Because they are members of foo, we must qualify their names when referring to them outside of the class. 

After all, they are members of that group. 

So, if you want to declare the function Object() { [native code] } and bar outside of the class, you must do so as follows:

foo::foo()
{
  // Implement the constructor
}

void foo::bar()
{
  // Implement bar
}

This is due to the fact that they are specified outside of the class. 

If you hadn't included the foo:: qualifier to the names, you'd be introducing some new functions in the global scope rather than as foo members. 

For example, consider the following:

void bar()
{
  // Implement different bar
}

Because it is in a distinct scope, it is permitted to have the same name as the function in the foo class. 

This bar is global, whereas the other bar belongs to the foo class.
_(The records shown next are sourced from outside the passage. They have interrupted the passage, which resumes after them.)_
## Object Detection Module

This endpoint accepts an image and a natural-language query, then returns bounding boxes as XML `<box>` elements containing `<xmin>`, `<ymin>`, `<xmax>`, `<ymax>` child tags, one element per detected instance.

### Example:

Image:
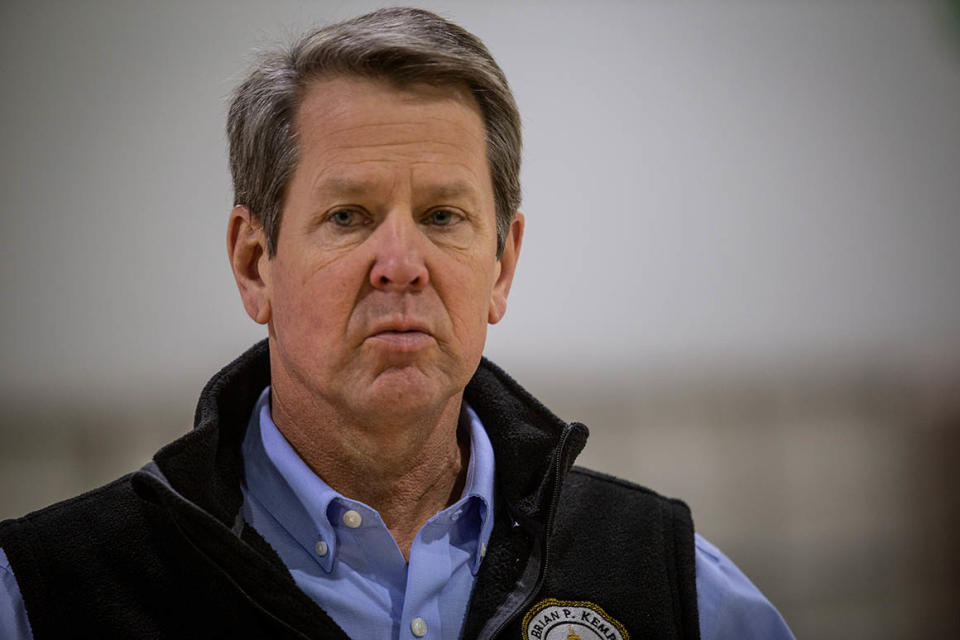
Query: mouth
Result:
<box><xmin>366</xmin><ymin>321</ymin><xmax>435</xmax><ymax>351</ymax></box>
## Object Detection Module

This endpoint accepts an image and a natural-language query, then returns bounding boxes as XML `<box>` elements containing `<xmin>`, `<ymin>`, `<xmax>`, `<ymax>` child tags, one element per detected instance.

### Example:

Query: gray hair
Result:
<box><xmin>228</xmin><ymin>7</ymin><xmax>522</xmax><ymax>257</ymax></box>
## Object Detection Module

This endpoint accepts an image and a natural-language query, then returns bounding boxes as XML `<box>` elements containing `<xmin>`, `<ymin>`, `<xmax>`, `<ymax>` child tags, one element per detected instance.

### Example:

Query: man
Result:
<box><xmin>1</xmin><ymin>8</ymin><xmax>793</xmax><ymax>639</ymax></box>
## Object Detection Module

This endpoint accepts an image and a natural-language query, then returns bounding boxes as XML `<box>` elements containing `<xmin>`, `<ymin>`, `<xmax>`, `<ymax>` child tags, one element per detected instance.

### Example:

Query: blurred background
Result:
<box><xmin>2</xmin><ymin>1</ymin><xmax>959</xmax><ymax>637</ymax></box>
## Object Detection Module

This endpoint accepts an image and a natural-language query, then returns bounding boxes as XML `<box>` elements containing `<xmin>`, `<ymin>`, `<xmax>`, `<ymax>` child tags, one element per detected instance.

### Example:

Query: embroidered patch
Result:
<box><xmin>522</xmin><ymin>598</ymin><xmax>629</xmax><ymax>640</ymax></box>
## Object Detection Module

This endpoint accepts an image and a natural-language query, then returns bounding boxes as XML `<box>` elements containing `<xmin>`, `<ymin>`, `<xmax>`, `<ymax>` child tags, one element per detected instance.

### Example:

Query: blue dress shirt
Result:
<box><xmin>0</xmin><ymin>386</ymin><xmax>794</xmax><ymax>639</ymax></box>
<box><xmin>241</xmin><ymin>387</ymin><xmax>495</xmax><ymax>640</ymax></box>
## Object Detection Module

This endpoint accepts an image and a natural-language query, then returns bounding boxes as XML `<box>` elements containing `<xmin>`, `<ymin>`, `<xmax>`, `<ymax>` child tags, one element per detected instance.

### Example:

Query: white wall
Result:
<box><xmin>2</xmin><ymin>0</ymin><xmax>959</xmax><ymax>397</ymax></box>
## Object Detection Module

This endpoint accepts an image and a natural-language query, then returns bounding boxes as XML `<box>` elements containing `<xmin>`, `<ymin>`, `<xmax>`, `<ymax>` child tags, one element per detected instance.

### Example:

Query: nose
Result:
<box><xmin>368</xmin><ymin>212</ymin><xmax>429</xmax><ymax>292</ymax></box>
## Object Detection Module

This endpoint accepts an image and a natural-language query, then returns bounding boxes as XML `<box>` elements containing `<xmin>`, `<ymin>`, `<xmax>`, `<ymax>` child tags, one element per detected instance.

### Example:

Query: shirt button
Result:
<box><xmin>314</xmin><ymin>540</ymin><xmax>328</xmax><ymax>557</ymax></box>
<box><xmin>342</xmin><ymin>509</ymin><xmax>363</xmax><ymax>528</ymax></box>
<box><xmin>411</xmin><ymin>617</ymin><xmax>427</xmax><ymax>637</ymax></box>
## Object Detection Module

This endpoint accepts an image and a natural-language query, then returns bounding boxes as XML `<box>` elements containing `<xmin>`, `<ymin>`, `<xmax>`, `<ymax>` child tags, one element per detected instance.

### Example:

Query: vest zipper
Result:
<box><xmin>479</xmin><ymin>422</ymin><xmax>577</xmax><ymax>640</ymax></box>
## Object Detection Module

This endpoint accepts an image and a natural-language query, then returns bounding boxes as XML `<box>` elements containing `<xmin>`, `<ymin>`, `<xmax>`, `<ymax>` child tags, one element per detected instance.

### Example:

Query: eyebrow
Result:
<box><xmin>422</xmin><ymin>181</ymin><xmax>478</xmax><ymax>202</ymax></box>
<box><xmin>314</xmin><ymin>176</ymin><xmax>377</xmax><ymax>198</ymax></box>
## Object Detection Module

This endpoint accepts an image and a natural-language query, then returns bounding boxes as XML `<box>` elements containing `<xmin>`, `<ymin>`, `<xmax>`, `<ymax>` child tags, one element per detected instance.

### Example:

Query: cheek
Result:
<box><xmin>271</xmin><ymin>260</ymin><xmax>338</xmax><ymax>339</ymax></box>
<box><xmin>447</xmin><ymin>265</ymin><xmax>496</xmax><ymax>337</ymax></box>
<box><xmin>270</xmin><ymin>274</ymin><xmax>307</xmax><ymax>340</ymax></box>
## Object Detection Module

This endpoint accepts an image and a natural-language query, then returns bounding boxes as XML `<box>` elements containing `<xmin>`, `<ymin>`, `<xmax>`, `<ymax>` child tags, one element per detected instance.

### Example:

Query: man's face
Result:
<box><xmin>247</xmin><ymin>76</ymin><xmax>521</xmax><ymax>421</ymax></box>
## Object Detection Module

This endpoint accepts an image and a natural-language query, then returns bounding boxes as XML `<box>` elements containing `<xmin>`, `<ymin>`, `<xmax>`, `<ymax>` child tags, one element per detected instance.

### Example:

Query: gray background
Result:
<box><xmin>2</xmin><ymin>1</ymin><xmax>959</xmax><ymax>638</ymax></box>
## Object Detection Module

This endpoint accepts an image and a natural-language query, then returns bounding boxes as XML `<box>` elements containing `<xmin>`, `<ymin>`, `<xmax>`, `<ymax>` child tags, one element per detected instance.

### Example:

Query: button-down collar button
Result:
<box><xmin>411</xmin><ymin>617</ymin><xmax>427</xmax><ymax>637</ymax></box>
<box><xmin>342</xmin><ymin>509</ymin><xmax>363</xmax><ymax>528</ymax></box>
<box><xmin>451</xmin><ymin>510</ymin><xmax>462</xmax><ymax>521</ymax></box>
<box><xmin>314</xmin><ymin>540</ymin><xmax>328</xmax><ymax>557</ymax></box>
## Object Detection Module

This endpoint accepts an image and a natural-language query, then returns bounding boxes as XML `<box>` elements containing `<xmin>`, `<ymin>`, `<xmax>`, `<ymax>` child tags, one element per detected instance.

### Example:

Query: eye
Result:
<box><xmin>425</xmin><ymin>208</ymin><xmax>460</xmax><ymax>226</ymax></box>
<box><xmin>328</xmin><ymin>208</ymin><xmax>365</xmax><ymax>227</ymax></box>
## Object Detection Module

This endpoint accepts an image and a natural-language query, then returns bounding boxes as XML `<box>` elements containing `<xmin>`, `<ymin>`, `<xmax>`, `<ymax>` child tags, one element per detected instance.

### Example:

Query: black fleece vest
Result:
<box><xmin>0</xmin><ymin>342</ymin><xmax>699</xmax><ymax>639</ymax></box>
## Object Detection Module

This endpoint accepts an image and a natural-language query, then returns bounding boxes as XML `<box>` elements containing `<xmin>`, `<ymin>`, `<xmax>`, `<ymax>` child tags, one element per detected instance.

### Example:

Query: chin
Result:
<box><xmin>361</xmin><ymin>364</ymin><xmax>457</xmax><ymax>415</ymax></box>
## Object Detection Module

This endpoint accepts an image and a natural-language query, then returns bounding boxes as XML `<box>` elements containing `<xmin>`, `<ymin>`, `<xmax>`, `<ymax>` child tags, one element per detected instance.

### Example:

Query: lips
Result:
<box><xmin>369</xmin><ymin>319</ymin><xmax>432</xmax><ymax>336</ymax></box>
<box><xmin>366</xmin><ymin>319</ymin><xmax>435</xmax><ymax>351</ymax></box>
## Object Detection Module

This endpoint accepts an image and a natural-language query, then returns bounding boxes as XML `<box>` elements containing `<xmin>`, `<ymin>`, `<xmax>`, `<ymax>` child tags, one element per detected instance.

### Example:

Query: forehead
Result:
<box><xmin>292</xmin><ymin>75</ymin><xmax>489</xmax><ymax>190</ymax></box>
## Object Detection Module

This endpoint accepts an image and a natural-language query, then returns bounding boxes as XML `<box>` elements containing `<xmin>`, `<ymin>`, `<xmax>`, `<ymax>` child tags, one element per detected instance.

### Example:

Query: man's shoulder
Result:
<box><xmin>554</xmin><ymin>466</ymin><xmax>697</xmax><ymax>565</ymax></box>
<box><xmin>564</xmin><ymin>466</ymin><xmax>693</xmax><ymax>518</ymax></box>
<box><xmin>0</xmin><ymin>473</ymin><xmax>143</xmax><ymax>549</ymax></box>
<box><xmin>0</xmin><ymin>469</ymin><xmax>184</xmax><ymax>622</ymax></box>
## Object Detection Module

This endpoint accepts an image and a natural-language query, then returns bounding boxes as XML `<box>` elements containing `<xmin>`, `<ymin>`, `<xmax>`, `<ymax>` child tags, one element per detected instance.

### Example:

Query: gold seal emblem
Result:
<box><xmin>522</xmin><ymin>598</ymin><xmax>629</xmax><ymax>640</ymax></box>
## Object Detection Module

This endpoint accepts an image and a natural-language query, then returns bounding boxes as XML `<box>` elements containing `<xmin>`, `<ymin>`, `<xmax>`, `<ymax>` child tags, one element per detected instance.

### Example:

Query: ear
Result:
<box><xmin>227</xmin><ymin>205</ymin><xmax>272</xmax><ymax>324</ymax></box>
<box><xmin>488</xmin><ymin>211</ymin><xmax>525</xmax><ymax>324</ymax></box>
answered Jun 27, 2022 by Damon
• 4,960 points

Related Questions In C++

0 votes
1 answer

How to use new[ ] and delete[ ] operator in C++

int main(){ char *str; ...READ MORE

answered Jun 20, 2022 in C++ by Damon
• 4,960 points
580 views
0 votes
0 answers

take string input using char* in C and C++

I'm having trouble accepting a string (actually a character array) as input.  Consider the following declaration: char* s; I have to input a string ...READ MORE

Jul 1, 2022 in C++ by Nicholas
• 7,760 points
435 views
+1 vote
0 answers

Parse (split) a string in C++ using string delimiter (standard C++)

In C++, I'm processing a string like follows: using namespace std; string parsed,input="text to be parsed"; stringstream ...READ MORE

Jul 4, 2022 in C++ by Nicholas
• 7,760 points
802 views
0 votes
0 answers

Using "super" in C++

The following phrase is part of my coding approach: class Derived : public Base { ...READ MORE

Jul 13, 2022 in C++ by Nicholas
• 7,760 points
752 views
0 votes
1 answer

Why is "using namespace std;" considered bad practice?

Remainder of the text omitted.